Attention & Transformers: 13.14   FlashAttention: IO-aware exact attention

Dr Chris Paton

13.14 FlashAttention: IO-aware exact attention

The previous section showed that the cost of self-attention grows quadratically with sequence length, and that the bottleneck is not the multiplications themselves but the $n \times n$ attention matrix that has to be written down, normalised, and read back. FlashAttention, introduced by Tri Dao and colleagues in 2022, attacks exactly this problem. It does not change the mathematics of attention. The output is the same softmax-attention you have already met, computed to machine precision.
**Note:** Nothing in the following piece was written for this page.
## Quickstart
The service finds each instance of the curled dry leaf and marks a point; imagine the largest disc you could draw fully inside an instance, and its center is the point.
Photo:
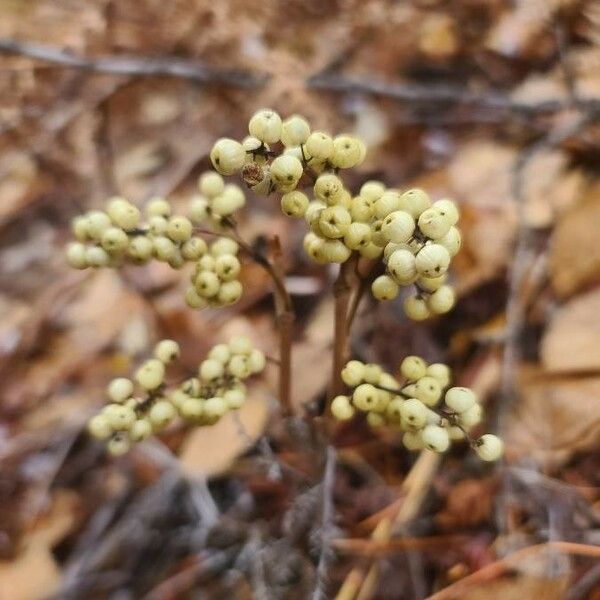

What changes is how the computation is laid out on the GPU. By fusing the entire attention operation into a single kernel and never materialising the full matrix in slow memory, FlashAttention achieves two-to-fourfold wall-clock speed-ups for training and even larger gains for inference, while supporting much longer contexts. It is now the default behind torch.nn.functional.scaled_dot_product_attention in PyTorch 2 and ships with every major transformer library. If you write the textbook formula softmax(QK^T / sqrt(d_k)) V in your code today, the chances are very high that FlashAttention is what actually runs.

The quadratic wall has two faces: memory and compute. Linear-attention methods (§13.15) attack the compute wall by changing the algorithm. FlashAttention attacks the memory wall by leaving the algorithm alone and changing the data movement. FlashAttention is by far the easier sell because it costs nothing in accuracy.

Symbols Used Here

$n$sequence length

$M$fast-memory size (SRAM per streaming multiprocessor)

Memory bandwidth as the bottleneck

A modern GPU is not a single homogeneous device. It has a deep memory hierarchy. At the bottom is high-bandwidth memory, or HBM: tens of gigabytes, with bandwidth measured in terabytes per second. On an A100 80GB this is around 2.0 TB/s; on an H100 SXM, 3.35 TB/s; on H200, 4.8 TB/s; on B200, around 7.7 TB/s on HBM3e. Above that sits a much smaller but much faster on-chip cache: a few megabytes of static random-access memory, or SRAM, per streaming multiprocessor, with bandwidth approaching twenty terabytes per second. The compute units themselves can sustain roughly one petaflop per second of half-precision matrix multiplication on an H100. The arithmetic intensity required to keep them busy is therefore very high indeed: every byte fetched from HBM must support hundreds of floating-point operations, or the tensor cores will sit idle waiting for data.

This is what engineers mean by a memory-bandwidth bottleneck. The chip is fast enough; the pipe feeding it is not. Naive attention is a textbook case. To compute attention on a single head, the standard recipe writes the score matrix $\mathbf{S} = \mathbf{Q}\mathbf{K}^\top$ to HBM, reads it back to apply the row-wise softmax, writes the normalised attention matrix $\mathbf{P}$ back to HBM, and then reads it once more to multiply by $\mathbf{V}$. The intermediate matrices $\mathbf{S}$ and $\mathbf{P}$ are both of size $n \times n$. For a sequence of length 8000, that is sixty-four million entries each, in fp16 around 128 MB per matrix per head, repeated for every head and every layer. The total HBM traffic comes to roughly $4n^2$ reads and writes per head. At long sequence length, the matrix multiplications complete in a flash and the GPU spends almost all its time waiting on HBM. Profiling a long-context transformer on stock attention will show tensor-core utilisation in the single-digit percentages, with the rest of the time burnt on memory copies.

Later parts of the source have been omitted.